The Kia Sorento Plug-In Hybrid has a standard driver’s side knee airbag mounted low on the dashboard. The knee airbag helps prevent the driver from sliding under the seatbelts or the main frontal airbag; this keeps the driver better positioned during a collision for maximum protection. A knee airbag also helps keep the legs from striking the dashboard, preventing knee and leg injuries in the case of a serious frontal collision. The Atlas doesn’t offer knee airbags.
To provide maximum traction and stability on all roads, All-Wheel Drive is standard on the Sorento Plug-In Hybrid. But it costs extra on the Atlas.
The Sorento Plug-In Hybrid’s driver alert monitor detects an inattentive driver then sounds a warning and suggests a break.
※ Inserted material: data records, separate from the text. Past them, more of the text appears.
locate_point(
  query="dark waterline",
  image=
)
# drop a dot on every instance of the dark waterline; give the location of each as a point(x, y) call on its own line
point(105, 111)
According to the NHTSA, drivers who fall asleep cause about 100,000 crashes and 1500 deaths a year. The Atlas doesn’t offer a driver alert monitor.
Both the Sorento Plug-In Hybrid and the Atlas have standard driver and passenger frontal airbags, front side-impact airbags, side-impact head airbags, front seatbelt pretensioners, height adjustable front shoulder belts, plastic fuel tanks, four-wheel antilock brakes, traction control, electronic stability systems to prevent skidding, crash mitigating brakes, daytime running lights, lane departure warning systems, blind spot warning systems, rearview cameras, rear cross-path warning and available around view monitors.